Children using these programs not only increase sound awareness, but also their awareness of what sounds feel and look like. Clients are better able to discriminate and sequence sounds, and read and spell words. A major advantage to these programs is that clients learn to self-correct their errors through kinesthetic or sensory feedback. Similar strategies that are used to improve language comprehension skills are applied to increasing reading comprehension.

We know that there are many methods for reading instruction. Despite inconsistency in how reading has been taught in recent years, many children did learn the basic skills necessary to be good readers. With children that have typical intelligence and multiple learning opportunities, the problem with reading often has to do with specific weaknesses.

Many children who have reading difficulties have decreased phonological awareness skills. This is the ability to hear and manipulate sounds. As children are learning to read, most classrooms will have some phonological awareness activities to enhance their learning. These could be finding items that begin with a certain sound, rhyming games, clapping syllables in words, and deleting sounds from words.

Children with poor sound awareness often also show difficulty with language processing overall, from paragraphs to sentences, words to individual sounds. Speech-language therapy can assist these children with increasing their efficiency and accuracy when it comes to understanding what they hear.

Phonological awareness has been researched and studied by professionals. A major finding is that phonological awareness is a key skill that is necessary for learning to decode and read efficiently. This weakness in the ability to hear sounds may be further compounded by decreased awareness of how we produce sounds. In short, these children do not hear, perceive, and sometimes produce sounds the same way as others do. The solution is to provide a different, multi-sensory method of teaching.

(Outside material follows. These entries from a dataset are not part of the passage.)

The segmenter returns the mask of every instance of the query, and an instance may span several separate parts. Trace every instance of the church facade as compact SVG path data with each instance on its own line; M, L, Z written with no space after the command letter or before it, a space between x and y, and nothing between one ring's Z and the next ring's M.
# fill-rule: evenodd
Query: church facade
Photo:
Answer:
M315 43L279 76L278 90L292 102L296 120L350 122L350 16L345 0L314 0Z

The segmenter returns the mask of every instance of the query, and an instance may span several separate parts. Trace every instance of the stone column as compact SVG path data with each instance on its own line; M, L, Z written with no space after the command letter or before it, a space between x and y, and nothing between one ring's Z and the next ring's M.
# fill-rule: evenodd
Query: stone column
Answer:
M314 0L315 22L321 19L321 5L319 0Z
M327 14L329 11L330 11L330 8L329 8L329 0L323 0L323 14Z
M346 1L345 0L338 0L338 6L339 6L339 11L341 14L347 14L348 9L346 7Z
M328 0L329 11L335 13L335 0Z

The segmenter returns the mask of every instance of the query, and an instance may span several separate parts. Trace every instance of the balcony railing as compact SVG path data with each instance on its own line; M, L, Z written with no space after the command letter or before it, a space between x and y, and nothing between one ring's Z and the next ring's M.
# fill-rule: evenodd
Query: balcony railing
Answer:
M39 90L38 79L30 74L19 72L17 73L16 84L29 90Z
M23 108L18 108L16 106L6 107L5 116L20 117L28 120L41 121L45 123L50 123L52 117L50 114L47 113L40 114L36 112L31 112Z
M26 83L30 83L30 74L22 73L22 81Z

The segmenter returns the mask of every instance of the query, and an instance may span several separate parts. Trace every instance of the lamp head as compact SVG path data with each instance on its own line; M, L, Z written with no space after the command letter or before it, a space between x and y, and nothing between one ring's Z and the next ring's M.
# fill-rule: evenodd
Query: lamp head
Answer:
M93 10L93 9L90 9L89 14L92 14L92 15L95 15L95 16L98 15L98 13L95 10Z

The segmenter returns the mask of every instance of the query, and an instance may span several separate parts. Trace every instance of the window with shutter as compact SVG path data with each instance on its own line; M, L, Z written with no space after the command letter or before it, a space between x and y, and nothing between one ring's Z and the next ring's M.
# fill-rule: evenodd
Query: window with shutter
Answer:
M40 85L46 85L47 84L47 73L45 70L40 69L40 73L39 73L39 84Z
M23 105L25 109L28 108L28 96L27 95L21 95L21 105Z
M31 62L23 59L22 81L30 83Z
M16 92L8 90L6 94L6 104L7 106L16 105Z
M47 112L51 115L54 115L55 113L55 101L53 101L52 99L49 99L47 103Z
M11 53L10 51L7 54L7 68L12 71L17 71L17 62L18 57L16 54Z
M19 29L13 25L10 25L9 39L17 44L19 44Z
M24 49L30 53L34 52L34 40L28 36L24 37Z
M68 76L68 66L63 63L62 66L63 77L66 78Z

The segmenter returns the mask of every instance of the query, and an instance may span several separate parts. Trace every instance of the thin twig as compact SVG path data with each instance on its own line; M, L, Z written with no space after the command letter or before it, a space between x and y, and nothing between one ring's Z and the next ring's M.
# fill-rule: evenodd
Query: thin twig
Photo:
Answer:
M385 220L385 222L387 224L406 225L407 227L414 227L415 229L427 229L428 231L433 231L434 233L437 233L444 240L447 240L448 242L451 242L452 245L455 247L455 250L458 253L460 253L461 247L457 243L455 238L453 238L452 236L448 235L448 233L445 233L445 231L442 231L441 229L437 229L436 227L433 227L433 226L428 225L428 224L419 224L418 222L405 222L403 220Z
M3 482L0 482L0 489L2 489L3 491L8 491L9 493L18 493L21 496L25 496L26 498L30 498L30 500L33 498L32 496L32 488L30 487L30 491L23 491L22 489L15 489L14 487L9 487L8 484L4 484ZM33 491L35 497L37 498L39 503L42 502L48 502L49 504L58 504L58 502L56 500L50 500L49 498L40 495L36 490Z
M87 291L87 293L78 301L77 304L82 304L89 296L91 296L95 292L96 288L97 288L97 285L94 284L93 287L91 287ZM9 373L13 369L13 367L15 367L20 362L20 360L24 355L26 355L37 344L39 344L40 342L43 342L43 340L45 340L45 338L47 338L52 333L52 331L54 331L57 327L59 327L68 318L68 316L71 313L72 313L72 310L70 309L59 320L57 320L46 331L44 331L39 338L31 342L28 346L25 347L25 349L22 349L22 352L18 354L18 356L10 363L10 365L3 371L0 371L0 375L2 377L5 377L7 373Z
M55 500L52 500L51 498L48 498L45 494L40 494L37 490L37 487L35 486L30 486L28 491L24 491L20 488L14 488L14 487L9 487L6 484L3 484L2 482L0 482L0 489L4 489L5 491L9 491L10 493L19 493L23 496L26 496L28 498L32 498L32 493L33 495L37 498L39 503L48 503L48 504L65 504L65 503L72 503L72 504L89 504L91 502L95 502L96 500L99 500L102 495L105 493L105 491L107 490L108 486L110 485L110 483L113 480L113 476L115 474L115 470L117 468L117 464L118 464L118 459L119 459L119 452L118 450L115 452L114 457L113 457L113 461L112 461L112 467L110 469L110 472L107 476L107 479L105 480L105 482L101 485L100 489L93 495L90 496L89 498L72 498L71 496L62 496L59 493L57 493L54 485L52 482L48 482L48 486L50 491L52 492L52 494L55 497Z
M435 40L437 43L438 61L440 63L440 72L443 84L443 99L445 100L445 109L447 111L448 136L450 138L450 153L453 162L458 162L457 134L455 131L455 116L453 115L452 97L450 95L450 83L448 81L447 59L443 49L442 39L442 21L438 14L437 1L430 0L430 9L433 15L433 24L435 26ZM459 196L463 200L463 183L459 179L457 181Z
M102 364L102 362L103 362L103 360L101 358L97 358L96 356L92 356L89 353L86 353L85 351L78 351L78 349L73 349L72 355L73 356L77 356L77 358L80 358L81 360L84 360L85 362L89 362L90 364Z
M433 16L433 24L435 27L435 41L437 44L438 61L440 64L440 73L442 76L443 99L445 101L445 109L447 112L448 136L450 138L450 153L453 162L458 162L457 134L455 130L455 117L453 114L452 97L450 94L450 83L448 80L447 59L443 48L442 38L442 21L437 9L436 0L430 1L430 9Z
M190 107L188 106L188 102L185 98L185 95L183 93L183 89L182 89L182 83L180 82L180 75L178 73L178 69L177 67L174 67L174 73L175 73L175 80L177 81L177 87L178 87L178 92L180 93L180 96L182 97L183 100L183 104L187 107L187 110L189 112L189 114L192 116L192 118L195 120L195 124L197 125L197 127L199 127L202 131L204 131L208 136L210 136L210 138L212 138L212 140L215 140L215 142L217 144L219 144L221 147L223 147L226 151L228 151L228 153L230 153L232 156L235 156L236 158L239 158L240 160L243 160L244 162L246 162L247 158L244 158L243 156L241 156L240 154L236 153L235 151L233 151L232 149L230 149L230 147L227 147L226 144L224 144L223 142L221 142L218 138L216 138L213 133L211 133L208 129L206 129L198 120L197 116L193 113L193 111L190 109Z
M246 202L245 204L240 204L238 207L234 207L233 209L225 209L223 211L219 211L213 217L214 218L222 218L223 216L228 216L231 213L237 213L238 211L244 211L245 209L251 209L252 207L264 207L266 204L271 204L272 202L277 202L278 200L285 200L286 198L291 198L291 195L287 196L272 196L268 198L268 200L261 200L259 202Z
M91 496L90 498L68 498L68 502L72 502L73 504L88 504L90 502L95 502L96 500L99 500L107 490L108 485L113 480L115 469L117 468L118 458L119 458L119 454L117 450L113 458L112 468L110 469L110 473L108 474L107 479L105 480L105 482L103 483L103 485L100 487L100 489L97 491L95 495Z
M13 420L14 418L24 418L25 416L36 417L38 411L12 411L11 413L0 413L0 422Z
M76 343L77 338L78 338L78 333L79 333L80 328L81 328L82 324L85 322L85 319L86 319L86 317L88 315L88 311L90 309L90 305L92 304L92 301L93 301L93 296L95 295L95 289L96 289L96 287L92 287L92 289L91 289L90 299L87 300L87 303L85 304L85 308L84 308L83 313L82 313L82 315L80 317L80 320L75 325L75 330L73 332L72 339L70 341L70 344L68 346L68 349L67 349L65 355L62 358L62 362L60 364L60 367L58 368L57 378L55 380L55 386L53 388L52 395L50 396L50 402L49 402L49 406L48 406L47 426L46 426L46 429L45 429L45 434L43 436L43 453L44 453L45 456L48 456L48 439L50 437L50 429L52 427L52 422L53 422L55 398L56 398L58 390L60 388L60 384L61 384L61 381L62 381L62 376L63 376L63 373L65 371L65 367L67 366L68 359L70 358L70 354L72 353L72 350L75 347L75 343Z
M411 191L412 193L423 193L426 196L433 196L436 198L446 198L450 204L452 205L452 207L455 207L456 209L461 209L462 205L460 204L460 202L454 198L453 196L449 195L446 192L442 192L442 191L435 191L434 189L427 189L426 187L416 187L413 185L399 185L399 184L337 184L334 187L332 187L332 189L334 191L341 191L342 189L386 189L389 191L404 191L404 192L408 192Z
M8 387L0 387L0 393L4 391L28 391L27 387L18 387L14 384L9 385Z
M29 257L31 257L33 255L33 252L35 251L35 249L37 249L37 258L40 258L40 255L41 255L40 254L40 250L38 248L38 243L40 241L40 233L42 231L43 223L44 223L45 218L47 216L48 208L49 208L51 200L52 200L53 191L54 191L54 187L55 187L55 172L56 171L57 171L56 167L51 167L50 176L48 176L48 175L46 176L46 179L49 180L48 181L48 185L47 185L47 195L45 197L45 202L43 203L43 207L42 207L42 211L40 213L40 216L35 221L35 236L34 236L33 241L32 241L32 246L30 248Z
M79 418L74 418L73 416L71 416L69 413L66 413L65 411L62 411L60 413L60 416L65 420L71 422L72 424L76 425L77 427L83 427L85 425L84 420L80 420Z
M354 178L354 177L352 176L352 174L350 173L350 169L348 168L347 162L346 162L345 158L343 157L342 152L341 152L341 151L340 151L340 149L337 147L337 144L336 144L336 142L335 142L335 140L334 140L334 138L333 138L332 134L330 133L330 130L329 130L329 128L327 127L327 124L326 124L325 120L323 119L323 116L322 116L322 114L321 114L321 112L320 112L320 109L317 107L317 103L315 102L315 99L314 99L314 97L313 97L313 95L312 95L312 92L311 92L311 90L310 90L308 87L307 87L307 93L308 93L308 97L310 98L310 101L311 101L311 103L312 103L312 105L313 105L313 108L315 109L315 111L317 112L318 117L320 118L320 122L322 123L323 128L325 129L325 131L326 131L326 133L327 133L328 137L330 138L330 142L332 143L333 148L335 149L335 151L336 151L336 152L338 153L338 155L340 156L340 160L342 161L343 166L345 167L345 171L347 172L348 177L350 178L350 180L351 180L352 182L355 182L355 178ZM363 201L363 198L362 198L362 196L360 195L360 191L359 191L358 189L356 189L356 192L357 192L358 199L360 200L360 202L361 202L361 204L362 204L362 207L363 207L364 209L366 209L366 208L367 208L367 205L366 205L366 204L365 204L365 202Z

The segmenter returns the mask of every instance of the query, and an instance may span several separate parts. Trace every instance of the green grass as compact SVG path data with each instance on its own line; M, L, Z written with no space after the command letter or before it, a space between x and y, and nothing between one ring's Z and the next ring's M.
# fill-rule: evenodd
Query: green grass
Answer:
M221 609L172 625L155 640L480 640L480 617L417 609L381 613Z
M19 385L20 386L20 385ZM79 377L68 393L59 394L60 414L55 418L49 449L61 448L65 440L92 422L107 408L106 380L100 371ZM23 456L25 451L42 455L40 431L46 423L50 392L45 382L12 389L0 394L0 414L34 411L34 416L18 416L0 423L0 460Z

At Dallas Reading and Language Services, programs for speech, reading and/or language are incorporated as needed on an individual basis. The therapist targets these goals within many of the same activities, thus the child will work towards more than one individualized goal within an activity.

Communication and Language are powerful. Children with speech and language delays or disorders face an uphill climb due to the challenges these present. Speech-Language therapy and reading services have changed the lives of our clients in lasting ways. Whether calming a toddler’s tantrums as he begins to express his wants, or watching a school-age child flourish in their home and school life for the first time, we are reminded of the power that communication holds.

The therapy and reading programs provided at Dallas Reading and Language Services are unique in that goals are addressed within the context of literacy. This is important for children aged preschool through adolescents as they expand into another functional context with their burgeoning speech and language skills.